Я замечаю, что в мои слова просачивается прошедшее время, и не знаю, следует ли мне с этим бороться. Он умер 16 июля, сегодня 5 августа. И все же я не могу думать о нем в итоговых категориях. Что бы я ни сказал о нем, будет предварительно или односторонне. Определения всегда неполны, и его способность ускользать от них в возрасте восьмидесяти шести лет не удивительна, даже если я застал из них лишь одну четверть. Почему-то легче сомневаться в собственном присутствии, чем поверить, что его не стало.

Наверное, потому, что мягкость и благожелательность долговечнее всего другого. При том, что у него они отличаются особой закалкой, ибо были рождены в угрюмую, жестокую — «или— или» — эпоху. Как минимум, его манера поведения, в стихах и в жизни, судя по всему, была в той же степени результатом выбора, что и темперамента. В слюнтяйские — вроде нынешних — времена человек, в особенности писатель, может позволить себе быть брутальным, тощим и злющим и т. п. Более того, в слюнтяйские времена писатель практически вынужден торговать чернухой и отбросами, иначе никто не купит. При Гитлере и Сталине идешь другим путем… Ох уж, эти брутальные дарования для массовых тиражей! Столь многочисленные, столь ненужные, купающиеся в деньгах. Одно это может вызвать ностальгию по тридцатым и внести хаос в ощущение сродства. В конечном счете, однако, в жизни, как и на бумаге, — в поступках, как и в эпитетах, — важно лишь то, что помогает тебе сохранить человеческое достоинство. Мягкость и благожелательность помогают. Уже по одному этому он остается — и будет оставаться — осязаемым. С каждым днем — все больше и больше.

15

Безотносительно к моим замысловатым фантазиям (сродство, духовная семья и пр.), мы с ним прекрасно ладили. Отчасти это объяснялось совершенной непредсказуемостью хода его мысли и ее поворотов. На людях он всегда блистал остроумием — не столько ради окружающих, сколько потому, что был органически не способен на банальность. Расхожая идея слетала с его уст лишь для того, чтобы к концу фразы от нее остались пух и перья. При этом себя он тоже не стремился развлечь: просто его речь пыталась не отстать от непрерывного бега мысли и потому нередко оказывалась непредсказуемой для него самого. Принимая во внимание его возраст, прошлое на удивление редко служило ему темой, намного реже, чем настоящее или будущее, по которому он был великий спец.

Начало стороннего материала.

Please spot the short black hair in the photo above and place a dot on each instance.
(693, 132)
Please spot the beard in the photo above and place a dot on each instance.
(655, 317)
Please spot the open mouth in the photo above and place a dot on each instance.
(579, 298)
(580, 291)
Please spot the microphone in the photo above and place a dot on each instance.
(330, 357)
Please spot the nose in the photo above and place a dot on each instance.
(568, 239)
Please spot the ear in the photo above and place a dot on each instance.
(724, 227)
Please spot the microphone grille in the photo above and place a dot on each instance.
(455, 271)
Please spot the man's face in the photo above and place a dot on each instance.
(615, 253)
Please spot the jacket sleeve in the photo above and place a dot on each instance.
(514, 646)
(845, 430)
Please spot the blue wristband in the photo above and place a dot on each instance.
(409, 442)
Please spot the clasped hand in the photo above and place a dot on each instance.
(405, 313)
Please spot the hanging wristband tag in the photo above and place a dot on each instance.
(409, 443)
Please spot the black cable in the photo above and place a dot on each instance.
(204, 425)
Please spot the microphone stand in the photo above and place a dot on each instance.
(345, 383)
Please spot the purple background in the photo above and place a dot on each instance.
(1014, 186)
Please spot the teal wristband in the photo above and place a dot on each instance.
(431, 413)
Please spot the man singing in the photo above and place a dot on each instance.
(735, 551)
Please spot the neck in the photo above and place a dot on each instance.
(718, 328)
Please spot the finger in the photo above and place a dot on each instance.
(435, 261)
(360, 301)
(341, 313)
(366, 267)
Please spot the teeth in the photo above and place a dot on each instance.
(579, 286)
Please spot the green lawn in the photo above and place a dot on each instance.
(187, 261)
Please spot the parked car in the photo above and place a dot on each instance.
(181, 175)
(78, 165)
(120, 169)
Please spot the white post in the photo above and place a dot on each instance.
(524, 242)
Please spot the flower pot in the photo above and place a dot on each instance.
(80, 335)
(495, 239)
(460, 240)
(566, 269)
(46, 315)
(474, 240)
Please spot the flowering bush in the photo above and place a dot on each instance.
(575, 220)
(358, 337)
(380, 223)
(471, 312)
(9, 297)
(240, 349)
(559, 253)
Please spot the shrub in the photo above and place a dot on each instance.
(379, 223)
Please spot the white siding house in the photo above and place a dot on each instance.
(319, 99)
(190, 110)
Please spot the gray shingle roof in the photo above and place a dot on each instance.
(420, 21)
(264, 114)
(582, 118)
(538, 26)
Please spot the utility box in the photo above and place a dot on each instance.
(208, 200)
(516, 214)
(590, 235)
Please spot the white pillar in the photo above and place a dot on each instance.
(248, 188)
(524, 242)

Отчасти, думаю, это объяснялось родом занятий. Поэзия — колоссальная школа неуверенности и неопределенности. Никогда не знаешь, стоит ли чего-нибудь сделанное тобою, и еще менее того — сможешь ли сделать что-то стоящее завтра. Если это тебя не сломает, то через какое-то время неуверенность и неопределенность становятся твоими ближайшими друзьями, и ты только что не начинаешь наделять их автономным сознанием. Потому-то, подозреваю, его всегда так интересовало будущее — стран, отдельных людей, культурных тенденций: он словно бы пытался заранее предусмотреть все возможные ошибки, но не для того, чтобы в итоге их избежать, а чтобы лучше узнать тех самых своих ближайших друзей. По этой же причине он никогда не распространялся о своих достижениях, впрочем, как и о злоключениях.

16

Все это может создать впечатление, что он был свободен от честолюбия, лишен тщеславия. И впечатление это, мне кажется, будет в общем и целом верно. Помню, как однажды, много лет назад, мы со Стивеном выступали с чтением стихов в Атланте, штат Джорджия. Точнее, мы собирали деньги на «Индекс цензуры» — журнал, который, насколько я понимаю, был по существу его детищем и судьба которого, не говоря о проблеме цензуры, глубоко его волновала.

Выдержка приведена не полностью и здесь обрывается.